The original owners of the Carmen House pose for a photo taken between 1920-1930.

The original owners of the Carmen House pose for a photo taken between 1920-1930.

Lake Oswego Public Library

The Oregon Supreme Court has narrowed property owners’ options for removing their historic designation.

The court’s Aug. 4 decision allows only the original property owner to request the local government remove the historic designation; subsequent owners can not make such a request.

Currently, Oregon has two levels of historic designation: national and local. Nationally designated properties are subject to a federal process if owners want to remove the designation, and are not effected by the ruling.

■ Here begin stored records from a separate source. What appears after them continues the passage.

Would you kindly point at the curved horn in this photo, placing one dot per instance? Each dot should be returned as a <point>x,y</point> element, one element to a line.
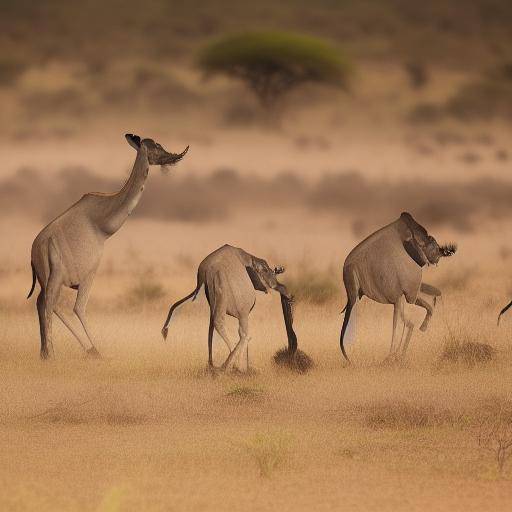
<point>448,250</point>
<point>174,158</point>
<point>503,311</point>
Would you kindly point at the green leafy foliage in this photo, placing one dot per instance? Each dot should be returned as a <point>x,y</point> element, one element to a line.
<point>272,63</point>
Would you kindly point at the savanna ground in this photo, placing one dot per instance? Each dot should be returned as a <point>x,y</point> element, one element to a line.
<point>146,428</point>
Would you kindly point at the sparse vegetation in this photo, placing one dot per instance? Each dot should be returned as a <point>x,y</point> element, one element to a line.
<point>269,452</point>
<point>487,97</point>
<point>299,362</point>
<point>404,415</point>
<point>495,433</point>
<point>245,393</point>
<point>467,353</point>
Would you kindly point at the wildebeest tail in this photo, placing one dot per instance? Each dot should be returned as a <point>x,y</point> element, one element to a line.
<point>193,295</point>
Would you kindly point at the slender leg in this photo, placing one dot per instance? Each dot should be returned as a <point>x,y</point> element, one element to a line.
<point>42,324</point>
<point>80,311</point>
<point>218,323</point>
<point>243,331</point>
<point>210,342</point>
<point>424,304</point>
<point>346,319</point>
<point>51,296</point>
<point>233,360</point>
<point>408,335</point>
<point>397,320</point>
<point>68,323</point>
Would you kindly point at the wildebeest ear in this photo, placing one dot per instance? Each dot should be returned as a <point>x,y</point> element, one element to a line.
<point>416,228</point>
<point>255,279</point>
<point>413,250</point>
<point>133,140</point>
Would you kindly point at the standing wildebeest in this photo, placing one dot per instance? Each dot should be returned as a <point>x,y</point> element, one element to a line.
<point>230,277</point>
<point>387,268</point>
<point>67,251</point>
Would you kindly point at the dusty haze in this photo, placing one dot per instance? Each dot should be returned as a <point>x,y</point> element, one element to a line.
<point>146,428</point>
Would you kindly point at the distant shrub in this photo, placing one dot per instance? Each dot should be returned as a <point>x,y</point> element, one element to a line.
<point>245,394</point>
<point>417,73</point>
<point>485,98</point>
<point>10,70</point>
<point>495,432</point>
<point>426,112</point>
<point>272,63</point>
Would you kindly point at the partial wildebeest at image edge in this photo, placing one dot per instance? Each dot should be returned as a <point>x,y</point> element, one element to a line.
<point>266,247</point>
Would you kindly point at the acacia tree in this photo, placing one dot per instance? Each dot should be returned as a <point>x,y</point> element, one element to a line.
<point>272,63</point>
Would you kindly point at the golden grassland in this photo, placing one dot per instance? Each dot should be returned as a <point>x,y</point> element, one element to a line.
<point>147,428</point>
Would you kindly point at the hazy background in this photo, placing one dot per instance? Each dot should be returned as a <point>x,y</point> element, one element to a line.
<point>425,126</point>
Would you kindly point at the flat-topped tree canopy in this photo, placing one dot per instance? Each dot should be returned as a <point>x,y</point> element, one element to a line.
<point>273,62</point>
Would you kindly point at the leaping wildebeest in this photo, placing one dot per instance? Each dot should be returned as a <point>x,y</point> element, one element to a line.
<point>387,268</point>
<point>68,250</point>
<point>230,277</point>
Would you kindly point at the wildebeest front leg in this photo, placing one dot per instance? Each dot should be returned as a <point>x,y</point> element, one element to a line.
<point>424,304</point>
<point>398,326</point>
<point>239,353</point>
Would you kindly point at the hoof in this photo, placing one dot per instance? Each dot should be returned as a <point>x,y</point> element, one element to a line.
<point>252,371</point>
<point>44,355</point>
<point>392,360</point>
<point>92,353</point>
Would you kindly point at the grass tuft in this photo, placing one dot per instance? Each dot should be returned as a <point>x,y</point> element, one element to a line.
<point>299,362</point>
<point>468,353</point>
<point>403,415</point>
<point>269,452</point>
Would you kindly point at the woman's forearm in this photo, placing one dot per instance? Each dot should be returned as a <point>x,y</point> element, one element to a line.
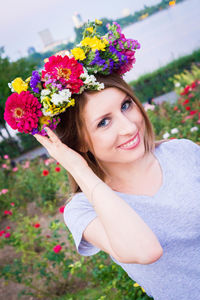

However, owners of locally designated historic properties have been able to utilize their city’s codes to remove the designation; they also could use state rules, specifically OR 197.772, which says local governments shall allow property owners to remove a designation.

Under the state Supreme Court’s ruling, “owner” as it appears in the state statute is now defined as the original owner. Subsequent property owners are now barred from utilizing OR 197.772; and according to Kimberli Fitzgerald, a Cultural Resources Planner for the Salem Historic Preservation Office, property owners may no longer be able to use their local codes as an alternative. Local municipalities will be expected to alter their codes to adhere to the new definition — meaning there may no longer be a way for locally designated properties to remove the designation.